Relating to the disclosure of health benefit plan network status of certain physicians and health care practitioners.
The bill specifically amends sections of the Insurance Code and the Occupations Code to ensure that patients are made aware of any potential out-of-network costs before receiving such care. It applies to health benefit plans issued or renewed after January 1, 2020, and requires clear communication from both HMOs and insurers when preauthorization is required for elective procedures. This change is intended to reduce unexpected medical bills for patients who utilize services from out-of-network providers without prior knowledge.
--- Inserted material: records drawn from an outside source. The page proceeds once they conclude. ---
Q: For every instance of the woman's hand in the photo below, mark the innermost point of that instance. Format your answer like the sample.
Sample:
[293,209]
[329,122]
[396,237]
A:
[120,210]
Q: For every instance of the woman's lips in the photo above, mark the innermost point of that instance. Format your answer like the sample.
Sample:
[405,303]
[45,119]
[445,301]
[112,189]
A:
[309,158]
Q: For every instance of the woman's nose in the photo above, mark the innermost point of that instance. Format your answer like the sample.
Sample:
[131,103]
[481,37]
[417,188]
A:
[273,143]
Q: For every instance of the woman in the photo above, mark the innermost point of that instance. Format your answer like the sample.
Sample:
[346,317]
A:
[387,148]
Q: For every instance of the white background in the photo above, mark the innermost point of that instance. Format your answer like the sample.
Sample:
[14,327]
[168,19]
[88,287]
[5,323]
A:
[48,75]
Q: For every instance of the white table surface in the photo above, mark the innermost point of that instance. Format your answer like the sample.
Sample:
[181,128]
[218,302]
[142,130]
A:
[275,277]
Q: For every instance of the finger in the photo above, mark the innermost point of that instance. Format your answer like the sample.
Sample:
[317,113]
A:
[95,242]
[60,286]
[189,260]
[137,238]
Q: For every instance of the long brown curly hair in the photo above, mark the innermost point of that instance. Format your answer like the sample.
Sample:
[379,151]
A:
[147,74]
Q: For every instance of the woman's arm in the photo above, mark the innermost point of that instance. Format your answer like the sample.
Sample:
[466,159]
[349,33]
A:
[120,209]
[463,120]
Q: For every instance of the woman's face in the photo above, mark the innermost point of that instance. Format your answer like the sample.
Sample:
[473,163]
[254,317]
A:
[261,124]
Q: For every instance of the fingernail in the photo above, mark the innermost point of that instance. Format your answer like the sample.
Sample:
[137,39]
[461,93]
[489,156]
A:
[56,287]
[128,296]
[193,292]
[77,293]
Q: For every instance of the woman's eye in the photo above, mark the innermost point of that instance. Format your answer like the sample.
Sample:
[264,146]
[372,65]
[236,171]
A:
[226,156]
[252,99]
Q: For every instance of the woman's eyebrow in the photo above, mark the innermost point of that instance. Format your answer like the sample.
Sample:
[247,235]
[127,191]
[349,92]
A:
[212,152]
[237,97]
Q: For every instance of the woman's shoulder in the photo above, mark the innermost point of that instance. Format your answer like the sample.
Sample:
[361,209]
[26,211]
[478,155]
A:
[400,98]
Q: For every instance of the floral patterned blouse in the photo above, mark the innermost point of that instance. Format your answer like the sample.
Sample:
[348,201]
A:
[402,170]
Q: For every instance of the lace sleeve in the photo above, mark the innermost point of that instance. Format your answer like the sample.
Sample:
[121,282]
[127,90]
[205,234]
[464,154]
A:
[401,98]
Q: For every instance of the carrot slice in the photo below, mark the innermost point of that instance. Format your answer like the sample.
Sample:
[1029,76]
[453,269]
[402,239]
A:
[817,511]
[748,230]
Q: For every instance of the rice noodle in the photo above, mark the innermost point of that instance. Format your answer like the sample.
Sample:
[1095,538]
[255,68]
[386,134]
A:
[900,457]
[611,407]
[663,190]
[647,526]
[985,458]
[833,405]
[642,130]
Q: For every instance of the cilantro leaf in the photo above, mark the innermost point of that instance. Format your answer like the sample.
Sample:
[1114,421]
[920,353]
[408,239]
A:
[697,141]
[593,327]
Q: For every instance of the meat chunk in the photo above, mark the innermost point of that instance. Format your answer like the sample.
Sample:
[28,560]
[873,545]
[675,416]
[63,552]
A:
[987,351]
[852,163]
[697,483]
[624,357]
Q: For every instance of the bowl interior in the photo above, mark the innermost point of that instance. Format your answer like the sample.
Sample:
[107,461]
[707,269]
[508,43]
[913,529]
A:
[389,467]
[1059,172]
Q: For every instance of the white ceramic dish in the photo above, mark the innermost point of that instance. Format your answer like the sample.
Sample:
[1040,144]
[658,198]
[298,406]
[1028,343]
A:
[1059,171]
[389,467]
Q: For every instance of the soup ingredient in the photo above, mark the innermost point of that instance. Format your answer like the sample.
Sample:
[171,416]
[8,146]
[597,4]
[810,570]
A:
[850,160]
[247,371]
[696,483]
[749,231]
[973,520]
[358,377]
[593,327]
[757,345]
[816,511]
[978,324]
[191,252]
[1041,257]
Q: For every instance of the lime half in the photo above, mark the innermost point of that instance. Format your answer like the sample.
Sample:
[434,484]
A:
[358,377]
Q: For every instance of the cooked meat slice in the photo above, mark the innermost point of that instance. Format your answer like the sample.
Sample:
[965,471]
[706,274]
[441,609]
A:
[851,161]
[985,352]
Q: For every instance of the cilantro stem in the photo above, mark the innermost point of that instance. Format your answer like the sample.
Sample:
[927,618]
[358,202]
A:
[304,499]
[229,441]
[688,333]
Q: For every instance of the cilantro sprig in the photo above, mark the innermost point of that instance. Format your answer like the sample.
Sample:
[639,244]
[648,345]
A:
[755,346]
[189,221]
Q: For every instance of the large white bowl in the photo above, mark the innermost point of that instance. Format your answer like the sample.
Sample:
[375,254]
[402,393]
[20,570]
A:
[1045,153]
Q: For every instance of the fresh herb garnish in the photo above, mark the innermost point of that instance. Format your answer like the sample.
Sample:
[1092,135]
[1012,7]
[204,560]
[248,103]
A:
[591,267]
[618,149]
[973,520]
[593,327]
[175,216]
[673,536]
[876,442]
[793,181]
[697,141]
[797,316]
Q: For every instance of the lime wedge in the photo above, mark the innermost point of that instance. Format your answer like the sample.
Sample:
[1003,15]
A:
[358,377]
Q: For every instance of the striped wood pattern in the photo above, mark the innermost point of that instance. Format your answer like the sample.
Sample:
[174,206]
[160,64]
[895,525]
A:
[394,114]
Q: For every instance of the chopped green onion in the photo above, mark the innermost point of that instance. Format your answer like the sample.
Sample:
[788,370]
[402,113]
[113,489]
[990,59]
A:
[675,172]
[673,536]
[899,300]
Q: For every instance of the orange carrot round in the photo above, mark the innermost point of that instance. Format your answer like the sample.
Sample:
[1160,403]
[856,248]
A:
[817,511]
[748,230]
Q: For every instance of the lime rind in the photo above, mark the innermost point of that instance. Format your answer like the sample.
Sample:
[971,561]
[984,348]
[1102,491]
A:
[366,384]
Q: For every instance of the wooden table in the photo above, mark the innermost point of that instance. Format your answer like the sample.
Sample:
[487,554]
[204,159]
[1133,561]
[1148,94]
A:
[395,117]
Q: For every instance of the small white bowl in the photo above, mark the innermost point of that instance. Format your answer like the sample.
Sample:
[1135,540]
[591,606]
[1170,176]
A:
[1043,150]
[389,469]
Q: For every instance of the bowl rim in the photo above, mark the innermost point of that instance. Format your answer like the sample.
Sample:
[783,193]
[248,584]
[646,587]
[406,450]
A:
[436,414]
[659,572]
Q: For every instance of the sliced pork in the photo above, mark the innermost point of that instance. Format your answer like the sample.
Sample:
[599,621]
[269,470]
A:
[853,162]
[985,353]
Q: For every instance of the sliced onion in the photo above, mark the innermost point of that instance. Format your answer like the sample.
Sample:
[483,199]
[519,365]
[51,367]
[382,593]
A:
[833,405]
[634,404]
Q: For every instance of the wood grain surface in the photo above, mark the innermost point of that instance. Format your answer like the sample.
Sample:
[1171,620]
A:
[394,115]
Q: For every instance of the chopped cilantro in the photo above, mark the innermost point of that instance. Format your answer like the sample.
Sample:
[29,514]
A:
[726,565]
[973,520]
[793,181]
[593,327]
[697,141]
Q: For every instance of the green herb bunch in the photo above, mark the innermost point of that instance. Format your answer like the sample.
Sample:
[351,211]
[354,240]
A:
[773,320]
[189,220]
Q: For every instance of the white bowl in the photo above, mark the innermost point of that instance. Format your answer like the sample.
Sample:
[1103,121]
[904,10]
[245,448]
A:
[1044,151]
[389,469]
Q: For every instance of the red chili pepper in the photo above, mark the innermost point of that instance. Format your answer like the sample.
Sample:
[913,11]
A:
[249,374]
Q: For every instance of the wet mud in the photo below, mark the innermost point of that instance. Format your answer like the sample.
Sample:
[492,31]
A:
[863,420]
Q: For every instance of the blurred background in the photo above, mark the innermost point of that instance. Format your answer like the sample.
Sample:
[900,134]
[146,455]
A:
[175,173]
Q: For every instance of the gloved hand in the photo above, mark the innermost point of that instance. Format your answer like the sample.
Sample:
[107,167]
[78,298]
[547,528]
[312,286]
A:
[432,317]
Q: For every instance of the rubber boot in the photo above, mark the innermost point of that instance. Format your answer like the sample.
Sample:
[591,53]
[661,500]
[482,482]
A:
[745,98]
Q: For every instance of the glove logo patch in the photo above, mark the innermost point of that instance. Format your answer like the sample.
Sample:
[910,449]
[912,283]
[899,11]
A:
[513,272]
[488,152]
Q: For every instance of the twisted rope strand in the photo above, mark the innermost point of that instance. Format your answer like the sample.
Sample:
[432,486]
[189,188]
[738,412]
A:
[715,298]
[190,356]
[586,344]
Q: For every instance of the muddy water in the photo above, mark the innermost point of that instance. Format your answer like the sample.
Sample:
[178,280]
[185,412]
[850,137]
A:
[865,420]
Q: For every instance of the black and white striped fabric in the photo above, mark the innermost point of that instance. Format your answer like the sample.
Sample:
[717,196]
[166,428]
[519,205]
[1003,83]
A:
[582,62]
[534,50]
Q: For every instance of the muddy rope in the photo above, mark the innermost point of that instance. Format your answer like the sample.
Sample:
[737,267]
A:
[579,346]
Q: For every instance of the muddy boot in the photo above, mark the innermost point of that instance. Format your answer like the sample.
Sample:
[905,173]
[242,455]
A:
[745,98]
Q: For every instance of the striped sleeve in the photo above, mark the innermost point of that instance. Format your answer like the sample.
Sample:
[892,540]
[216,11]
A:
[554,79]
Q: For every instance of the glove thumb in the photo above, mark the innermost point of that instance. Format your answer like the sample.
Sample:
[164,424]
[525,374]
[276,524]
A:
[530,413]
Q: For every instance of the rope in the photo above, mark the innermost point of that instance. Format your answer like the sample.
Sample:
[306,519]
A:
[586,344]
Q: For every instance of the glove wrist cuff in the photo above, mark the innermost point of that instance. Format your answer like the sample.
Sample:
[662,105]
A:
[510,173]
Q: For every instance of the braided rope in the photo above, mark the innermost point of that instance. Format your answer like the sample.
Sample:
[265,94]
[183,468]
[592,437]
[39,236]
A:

House Bill 3828 addresses the transparency of healthcare provider networks by mandating that health maintenance organizations (HMOs) and insurers disclose the network status of physicians and healthcare practitioners at the time of preauthorization for elective medical services. This legislation aims to provide patients with critical information regarding whether the healthcare professionals involved in their treatment are covered by their health benefit plans, thus promoting informed decision-making for patients regarding their healthcare options.
While the bill has merit in promoting transparency, it may not be without controversy. Industry stakeholders may express concerns about the administrative burden it imposes on healthcare providers and insurers to comply with these disclosure requirements. Additionally, opponents may argue about the timing of the disclosures and how effectively this information can be communicated to patients, especially in urgent care scenarios where immediate decisions are often required.